Le livre de Lola Lafon a déjà pour première grande qualité de restituer l’histoire de la famille Frank, l’histoire du Journal et il met en valeur de façon très émouvante Otto Frank, qui n’est plus seulement – qui n’est même pas – celui dont on a dit qu’il avait coupé des passages du texte. On est d’abord séduit par cette personnalité opiniâtre, imaginative et on partage ensuite la sidération, le chagrin indicible de ce père, son honnêteté, sa volonté de respecter ce qu’Anne aurait voulu et de faire vivre sa mémoire, inlassablement. Ensuite, évidemment, Lola Lafon n’est pas arrivée dans ce musée par hasard : on découvre qu’elle-même est juive d’origine roumaine, que des membres de sa famille ont été déportés et ont péri dans les camps de la mort et que le silence qui a entouré cette histoire familiale – auquel s’ajoutent les années vécues sous la dictature de Ceaucescu et son propre exil en France – a pesé sur sa jeunesse, sur la personne qu’elle est devenue. Et si elle peine tant, durant la nuit dans l’Annexe, à oser entrer dans la chambre d’Anne Frank, c’est non seulement à cause du poids de ces ombres familiales mais aussi à cause d’une autre histoire, une histoire en miroir de celle de la jeune Juive déportée, celle qui donne son titre au livre et que l’on découvre la gorge serrée. En un peu plus de deux cents pages seulement, par la force de sa construction, Lola Lafon a su me cueillir sur le fil des émotions toujours maîtrisées, jamais étalées mais d’autant plus fortes. Elle nous fait aussi une leçon de littérature et de silence. Je peux déjà dire que ce sera une de mes plus belles lectures de l’année.

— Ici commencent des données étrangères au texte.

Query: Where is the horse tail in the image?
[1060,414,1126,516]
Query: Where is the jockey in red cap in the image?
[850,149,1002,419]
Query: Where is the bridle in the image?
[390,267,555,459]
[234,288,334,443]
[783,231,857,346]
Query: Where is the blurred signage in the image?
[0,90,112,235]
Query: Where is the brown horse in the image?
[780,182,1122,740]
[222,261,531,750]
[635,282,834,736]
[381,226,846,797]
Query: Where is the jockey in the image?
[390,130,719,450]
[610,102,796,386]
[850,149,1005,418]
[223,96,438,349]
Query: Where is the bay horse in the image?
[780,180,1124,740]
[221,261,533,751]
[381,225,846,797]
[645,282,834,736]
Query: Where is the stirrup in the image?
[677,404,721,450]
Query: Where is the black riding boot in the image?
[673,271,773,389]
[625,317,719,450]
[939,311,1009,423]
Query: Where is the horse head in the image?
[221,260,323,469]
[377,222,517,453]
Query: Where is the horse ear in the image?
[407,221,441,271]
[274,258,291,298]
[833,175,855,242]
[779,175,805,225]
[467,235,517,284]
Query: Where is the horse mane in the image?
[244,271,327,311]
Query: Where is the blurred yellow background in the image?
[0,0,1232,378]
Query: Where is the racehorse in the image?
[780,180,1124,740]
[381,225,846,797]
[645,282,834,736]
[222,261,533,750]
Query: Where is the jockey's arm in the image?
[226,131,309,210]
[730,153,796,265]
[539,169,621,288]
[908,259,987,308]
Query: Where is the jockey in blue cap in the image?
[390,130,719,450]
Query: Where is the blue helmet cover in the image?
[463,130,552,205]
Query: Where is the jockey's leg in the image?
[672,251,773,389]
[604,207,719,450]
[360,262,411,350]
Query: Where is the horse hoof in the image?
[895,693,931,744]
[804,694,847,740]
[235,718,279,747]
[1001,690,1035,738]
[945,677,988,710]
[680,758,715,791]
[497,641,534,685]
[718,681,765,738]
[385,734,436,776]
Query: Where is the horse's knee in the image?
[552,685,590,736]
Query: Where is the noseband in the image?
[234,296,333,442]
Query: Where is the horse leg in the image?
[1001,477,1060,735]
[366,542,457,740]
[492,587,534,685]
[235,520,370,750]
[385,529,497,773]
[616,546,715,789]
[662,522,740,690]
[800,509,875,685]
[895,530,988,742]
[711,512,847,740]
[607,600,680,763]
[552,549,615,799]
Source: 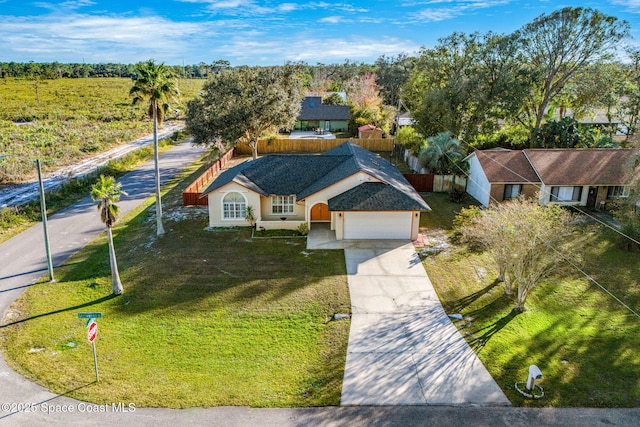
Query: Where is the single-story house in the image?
[358,125,382,139]
[201,141,431,240]
[295,96,351,132]
[466,148,634,209]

Après cette lecture, j’ai évidemment envie de relire le Journal d’Anne Frank avec un autre éclairage que celui de ma lecture d’adolescente (et heureusement je ne me suis jamais séparée du livre). Il existe même une édition critique du journal et d’autres textes d’Anne Frank, publiée par Calmann-Lévy.
« Le flou est une espèce en voie de disparition dans un monde où règne l’exigence de transparence. On y vante la limpidité, la clarté d’une intervention médiatique. Savoir résumer son propos en quelques mots est un savoir contemporain, un idéal d’agence immobilière.
Les discours « clairs » sont souvent ceux de communicants, qu’ils soient hommes politiques ou publicitaires. On voit au travers : ils nous vendent quelque chose. Le flou interroge. Il faut y regarder de plus près. C’est une brume de mer qui dissimule le profil d’une falaise. C’est ce trouble d’un amour naissant, qui ne s’appelle pas encore « relation ». C’est une tristesse sans objet qui surgit quand on s’y attendait le moins, au bord du bonheur. Les créatures floues ont pour elles l’espace de la fiction, qui n’aime rien tant que les personnages dont on ne saura jamais tout. Un roman ne peut être transparent, il est tissé de doutes et de solitude, celle de l’écrivain qui lui a consacré son temps. Un roman ne vend pas, il propose.
Relire chaque matin ce qu’on a écrit la veille est semblable à la barre quotidienne d’une danseuse face au miroir : un exercice d’humilité. Votre texte est impitoyable, il vous reflète, il est maladroit, boiteux et désordonné. Mais s’en attrister n’est pas faire preuve de rigueur ; c’est une blessure d’orgueil : on est déçue, on se rêvait plus brillante. Se relire sans complaisance exige peut-être de « se déprendre de soi-même », comme l’ écrit Foucault : le texte est plus important que son autrice. »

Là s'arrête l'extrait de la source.